Whether you're a student new to chemical equations or an experienced chemist, understanding and using standard conditions is crucial for accurate gas calculations.

Pressure and Volume

Pressure and volume are two fundamental properties of gases that are closely interrelated. According to Boyle's Law, when temperature is held constant, the volume of a gas is inversely proportional to its pressure (\[ P \times V = constant \]). This means if you increase the pressure, the volume decreases, and vice versa.
In this exercise, the chemist measures gas at a high pressure (33.3 atm) and needs to convert this condition to standard pressure (1 atm). This requires rearranging the gas law equation to solve for the new volume.
These calculations are essential for accurately understanding the gas's behavior at different pressures, which is critical for numerous scientific and industrial applications.

Temperature Conversion

Temperature plays a vital role in gas behavior and must be correctly converted for analyses involving the Ideal Gas Law. Temperature is typically measured in Celsius or Fahrenheit, but for these calculations, Kelvin is the standard unit.
To convert from Celsius to Kelvin, simply add 273 to the Celsius temperature. In our exercise, the initial temperature was 273°C, giving a Kelvin equivalent of 546 K after conversion.
Why is Kelvin used here? Kelvin is an absolute temperature scale that starts from absolute zero, making it ideal for scientific calculations to avoid negative values that aren't meaningful in the context of gas laws.
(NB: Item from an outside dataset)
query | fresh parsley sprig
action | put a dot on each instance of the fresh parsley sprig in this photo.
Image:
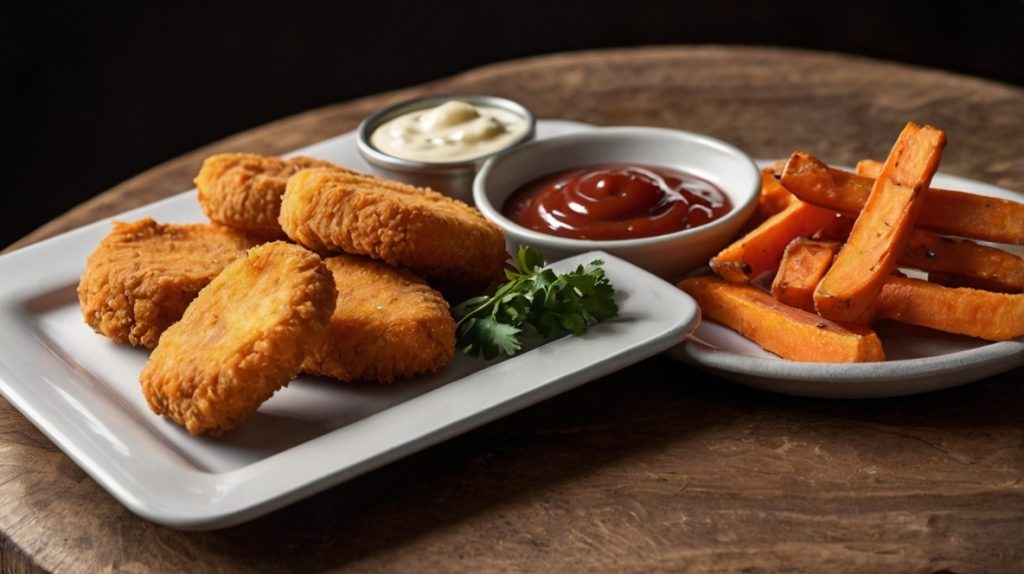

• Kelvin eliminates the complications of Celsius that arise at near-freezing temperatures.
• It ensures consistency across different equations and calculations.

Moles of Gas

The mole is a fundamental concept in chemistry that measures substance quantity. When dealing with gases, knowing the number of moles (\( n \)) is crucial for applying the Ideal Gas Law. As per Avogadro's principle, equal volumes of gases at the same temperature and pressure contain the same number of moles.
In our exercise, we start by calculating the moles using the initial conditions given. Using the rearranged Ideal Gas Law equation, \( n = \frac{PV}{RT} \), the moles of gas are found to be approximately 2.237.
This value is then used alongside standard conditions to find the resulting volume of the gas. Having accurate mole calculations ensures precise results, which is important for not only theoretical but also practical applications in experiments and industrial gas processes.

• Always remember to use consistent units (atm for pressure, L for volume, K for temperature).
• The Ideal Gas Law relates moles to physical properties, linking microscopic and macroscopic observations.